Toch is dat wat de afwijzing van klagers verzoek om strafonderbreking bewerkstelligt: het door middel van (het vooruitzicht op) een verlengde detentie uitoefenen van zware druk om tot betaling over te gaan (zelfs wanneer de maatregel nog niet onherroepelijk is) en om in elk geval te verzekeren dat klager in handen van justitie blijft totdat gijzelingsbevelen tegen hem zullen worden gegeven en ten uitvoer gelegd zullen worden. Aldus ontaardt de verlengde detentie zelf in een vorm van buitenwettelijke gijzeling.
Door het onthouden van de normale en gebruikelijke korting op de detentie in het kader van strafonderbreking en het voortzetten van de vrijheidsbeneming, wordt niet alleen voorbijgegaan aan het feit dat de wet het dwangmiddel van voortgezette vrijheidsbeneming voor dit doel niet kent, maar ook miskend dat deze voortgezette vrijheidsbeneming niet kan worden gebaseerd op een deugdelijke wettelijke basis, zodat zij in strijd is met artikel 5 van het Europees Verdrag voor de Rechten van de Mens (EVRM). Het is verder in strijd met artikel 5 en artikel 14 van het EVRM, nu hierdoor wordt gediscrimineerd tussen vreemdelingen zonder verblijfsrecht zoals klager enerzijds, en vreemdelingen met verblijfsrecht en Nederlandse gedetineerden anderzijds, aan wie geen voorwaardelijke invrijheidsstelling (v.i.) kan worden onthouden op grond van het enkele feit dat hun een ontnemingsmaatregel voor een aanzienlijk bedrag is opgelegd. Dat verschil is niet te rechtvaardigen.
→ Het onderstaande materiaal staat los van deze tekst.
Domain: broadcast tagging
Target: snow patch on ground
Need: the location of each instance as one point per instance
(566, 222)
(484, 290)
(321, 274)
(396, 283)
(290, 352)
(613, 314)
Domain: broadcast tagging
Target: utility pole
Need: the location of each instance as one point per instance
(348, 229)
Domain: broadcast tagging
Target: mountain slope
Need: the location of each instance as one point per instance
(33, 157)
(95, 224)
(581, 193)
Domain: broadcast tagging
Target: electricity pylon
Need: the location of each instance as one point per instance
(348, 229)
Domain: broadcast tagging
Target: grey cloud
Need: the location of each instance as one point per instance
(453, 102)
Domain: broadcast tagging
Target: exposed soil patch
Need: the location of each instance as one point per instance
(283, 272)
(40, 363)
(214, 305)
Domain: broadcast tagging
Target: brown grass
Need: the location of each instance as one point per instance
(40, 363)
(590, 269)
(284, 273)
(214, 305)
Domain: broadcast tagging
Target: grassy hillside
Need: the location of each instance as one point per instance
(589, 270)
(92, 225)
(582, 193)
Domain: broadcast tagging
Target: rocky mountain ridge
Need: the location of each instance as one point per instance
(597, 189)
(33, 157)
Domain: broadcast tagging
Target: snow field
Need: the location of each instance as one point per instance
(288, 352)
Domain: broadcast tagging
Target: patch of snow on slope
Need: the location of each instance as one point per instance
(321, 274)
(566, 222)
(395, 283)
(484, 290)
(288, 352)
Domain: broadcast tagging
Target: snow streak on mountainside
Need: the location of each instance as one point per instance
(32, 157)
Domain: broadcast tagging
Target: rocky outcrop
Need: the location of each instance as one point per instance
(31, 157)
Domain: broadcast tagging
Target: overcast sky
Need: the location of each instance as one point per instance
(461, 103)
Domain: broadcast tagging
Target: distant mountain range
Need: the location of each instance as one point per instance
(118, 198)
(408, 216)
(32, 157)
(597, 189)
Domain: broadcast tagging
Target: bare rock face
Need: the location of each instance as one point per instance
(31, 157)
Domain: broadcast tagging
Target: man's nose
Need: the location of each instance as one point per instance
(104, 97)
Het belang om strafonderbreking te weigeren lijkt weliswaar groot, omdat de ontnemingsmaatregel een zeer aanzienlijk bedrag betreft, maar verweerder geeft er geen blijk van te onderkennen dat dit belang zeer sterk wordt gerelativeerd doordat op geen enkele wijze aannemelijk is geworden dat klager in staat zal zijn om substantiële betalingen te doen, ook nu hij in detentie geen inkomen zal kunnen genereren. Verweerder heeft dit niet tegengesproken, maar slechts gesteld dat de beroepscommissie niet bevoegd zou zijn om over de draagkracht van klager te oordelen. Verweerder miskent hiermee dat de beroepscommissie wel bevoegd is om te beoordelen welk werkelijk belang verweerder heeft bij het weigeren van strafonderbreking.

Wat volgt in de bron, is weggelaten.